Least-Privilege Patterns

Application Pattern

# App only needs to read secrets
az role assignment create \
  --role "Key Vault Secrets User" \
  --assignee <app-managed-identity> \
  --scope /subscriptions/{sub}/resourceGroups/my-rg/providers/Microsoft.KeyVault/vaults/my-vault

DevOps Pipeline Pattern

# Pipeline needs to set secrets during deployment
az role assignment create \
  --role "Key Vault Secrets Officer" \
  --assignee <pipeline-service-principal> \
  --scope /subscriptions/{sub}/resourceGroups/my-rg/providers/Microsoft.KeyVault/vaults/my-vault

Migration from Access Policies to RBAC

Step-by-Step

  1. Audit current access policies:
az keyvault show --name my-vault --query "properties.accessPolicies"
  1. Map policies to RBAC roles:
Access Policy PermissionEquivalent RBAC Role
secrets: get, listKey Vault Secrets User
secrets: get, list, set, deleteKey Vault Secrets Officer
keys: allKey Vault Crypto Officer
certificates: allKey Vault Certificates Officer
  1. Create RBAC role assignments for each principal.

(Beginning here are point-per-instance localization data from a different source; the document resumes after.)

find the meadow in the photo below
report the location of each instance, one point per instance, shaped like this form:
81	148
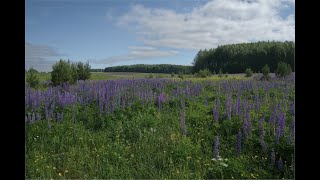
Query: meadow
124	127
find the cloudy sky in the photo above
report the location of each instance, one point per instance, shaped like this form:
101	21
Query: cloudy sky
113	32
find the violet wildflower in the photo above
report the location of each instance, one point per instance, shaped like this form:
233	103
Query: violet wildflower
239	136
216	147
228	107
280	164
183	124
33	118
273	157
281	124
215	114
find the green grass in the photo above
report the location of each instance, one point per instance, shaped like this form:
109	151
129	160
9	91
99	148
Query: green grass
128	75
124	145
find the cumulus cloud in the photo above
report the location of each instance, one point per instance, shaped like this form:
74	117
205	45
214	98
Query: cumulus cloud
40	57
215	23
138	53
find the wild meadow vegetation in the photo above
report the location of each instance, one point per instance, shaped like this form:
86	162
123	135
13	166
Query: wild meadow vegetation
222	128
166	124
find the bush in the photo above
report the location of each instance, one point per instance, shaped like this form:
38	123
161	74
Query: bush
83	71
265	70
180	75
32	79
248	72
204	73
283	69
65	72
150	76
160	76
220	73
61	72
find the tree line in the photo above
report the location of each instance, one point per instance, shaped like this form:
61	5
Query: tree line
154	68
235	58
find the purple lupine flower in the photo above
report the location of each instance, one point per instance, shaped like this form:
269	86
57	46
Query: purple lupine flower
216	147
237	106
38	117
257	103
281	124
183	128
61	116
292	131
261	129
228	107
215	114
57	116
73	113
247	126
239	136
218	103
280	165
33	118
292	109
278	135
273	157
263	144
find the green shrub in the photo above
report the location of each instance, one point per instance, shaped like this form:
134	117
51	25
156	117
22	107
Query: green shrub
160	76
180	75
283	69
150	76
248	72
83	71
66	72
204	73
32	78
265	70
220	73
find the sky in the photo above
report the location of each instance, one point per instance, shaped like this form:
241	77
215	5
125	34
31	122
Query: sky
112	32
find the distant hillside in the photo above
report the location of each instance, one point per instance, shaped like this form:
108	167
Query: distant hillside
154	68
235	58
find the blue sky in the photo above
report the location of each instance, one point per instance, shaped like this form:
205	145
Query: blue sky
112	32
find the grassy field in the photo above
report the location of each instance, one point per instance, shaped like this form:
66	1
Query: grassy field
128	75
128	132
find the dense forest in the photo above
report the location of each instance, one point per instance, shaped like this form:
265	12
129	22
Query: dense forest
154	68
235	58
96	70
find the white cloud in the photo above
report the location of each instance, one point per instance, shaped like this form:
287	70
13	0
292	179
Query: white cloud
215	23
138	53
40	57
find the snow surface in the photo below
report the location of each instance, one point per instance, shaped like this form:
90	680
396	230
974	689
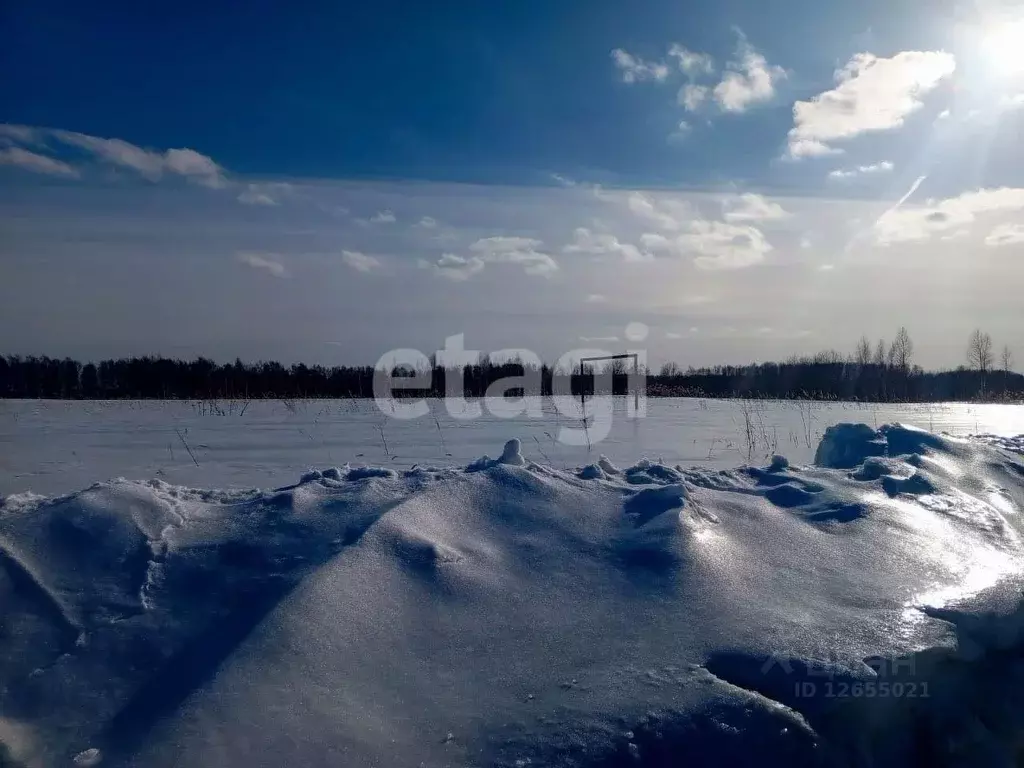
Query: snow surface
51	446
515	613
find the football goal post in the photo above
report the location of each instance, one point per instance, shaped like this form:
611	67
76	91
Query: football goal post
611	357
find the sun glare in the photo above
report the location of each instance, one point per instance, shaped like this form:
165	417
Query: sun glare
1005	47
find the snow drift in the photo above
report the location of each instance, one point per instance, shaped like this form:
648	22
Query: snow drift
862	611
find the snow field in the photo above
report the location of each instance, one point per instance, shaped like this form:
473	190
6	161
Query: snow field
516	613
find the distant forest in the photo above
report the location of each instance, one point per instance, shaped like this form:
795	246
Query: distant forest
880	373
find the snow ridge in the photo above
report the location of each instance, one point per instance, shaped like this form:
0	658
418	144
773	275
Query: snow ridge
513	613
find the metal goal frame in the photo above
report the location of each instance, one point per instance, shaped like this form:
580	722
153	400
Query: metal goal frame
601	358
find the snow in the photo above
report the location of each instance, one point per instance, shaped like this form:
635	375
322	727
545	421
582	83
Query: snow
60	446
514	612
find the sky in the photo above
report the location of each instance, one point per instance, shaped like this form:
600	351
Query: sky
327	182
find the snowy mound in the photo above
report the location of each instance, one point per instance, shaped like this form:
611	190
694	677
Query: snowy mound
864	611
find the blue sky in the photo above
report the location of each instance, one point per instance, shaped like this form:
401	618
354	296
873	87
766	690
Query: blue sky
329	181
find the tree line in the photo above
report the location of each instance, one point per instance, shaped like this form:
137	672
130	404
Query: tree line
879	372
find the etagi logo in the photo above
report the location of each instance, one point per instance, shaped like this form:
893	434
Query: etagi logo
590	416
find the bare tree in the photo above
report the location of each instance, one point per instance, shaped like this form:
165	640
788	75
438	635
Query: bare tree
979	351
880	353
862	354
902	351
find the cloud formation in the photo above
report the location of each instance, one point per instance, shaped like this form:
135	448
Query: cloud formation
1006	235
265	195
524	251
915	223
715	245
748	81
264	261
841	174
150	164
690	62
635	70
30	161
602	244
452	266
383	217
871	94
360	262
751	207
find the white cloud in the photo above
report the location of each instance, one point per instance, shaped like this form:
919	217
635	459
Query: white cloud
717	245
30	161
752	207
681	133
382	217
635	70
1012	102
515	251
602	244
265	195
748	81
863	170
911	223
150	164
1006	235
360	262
692	95
196	167
871	94
22	134
265	261
667	214
805	147
455	267
691	62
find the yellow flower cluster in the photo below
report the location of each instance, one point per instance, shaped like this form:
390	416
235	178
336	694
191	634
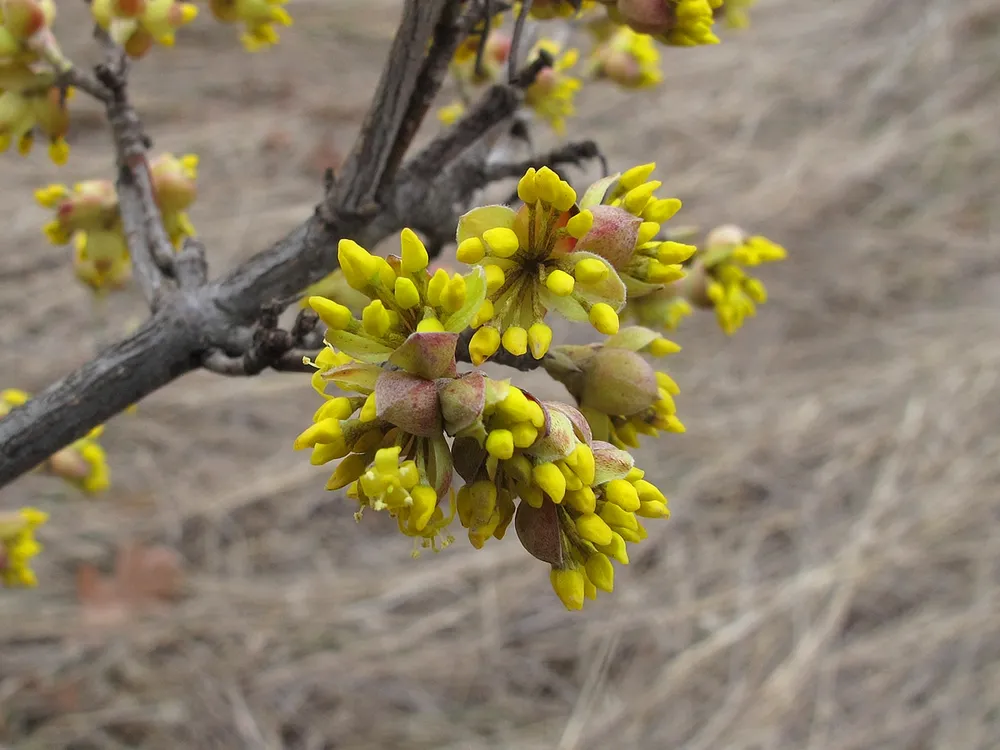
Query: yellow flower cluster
83	463
619	393
29	100
259	17
625	57
551	95
405	299
531	267
722	281
88	216
139	24
18	545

  2. Enable RBAC authorization:

az keyvault update --name my-vault --enable-rbac-authorization true
  1. Verify access — test all applications and pipelines.

Terraform Example

resource "azurerm_key_vault" "main" {
  name                       = "my-vault"
  location                   = azurerm_resource_group.main.location
  resource_group_name        = azurerm_resource_group.main.name
  tenant_id                  = data.azurerm_client_config.current.tenant_id
  sku_name                   = "standard"
  enable_rbac_authorization  = true
  soft_delete_retention_days = 90
  purge_protection_enabled   = true
}

resource "azurerm_role_assignment" "app_secrets" {
  scope                = azurerm_key_vault.main.id
  role_definition_name = "Key Vault Secrets User"
  principal_id         = azurerm_linux_web_app.main.identity[0].principal_id
}

Best Practices

  1. Use Azure RBAC for all new vaults — it's the modern, recommended model.
  2. Apply least privilege — use Secrets User for apps, Secrets Officer for pipelines.
  3. Scope narrowly — assign roles at the vault level or individual secret level.
  4. Migrate existing vaults to RBAC during maintenance windows with pre-assigned roles.
  5. Enable Conditional Access for human users accessing sensitive vaults.
  6. Audit regularly with Azure Activity Log and Access Reviews.
  7. Separate vaults by environment (dev/staging/prod) with different RBAC assignments.

Summary

Azure RBAC is the recommended authorization model for Key Vault. It provides granular, auditable, and centrally managed access control. Migrate from access policies by mapping existing permissions to built-in roles, assigning them, then enabling RBAC authorization on the vault.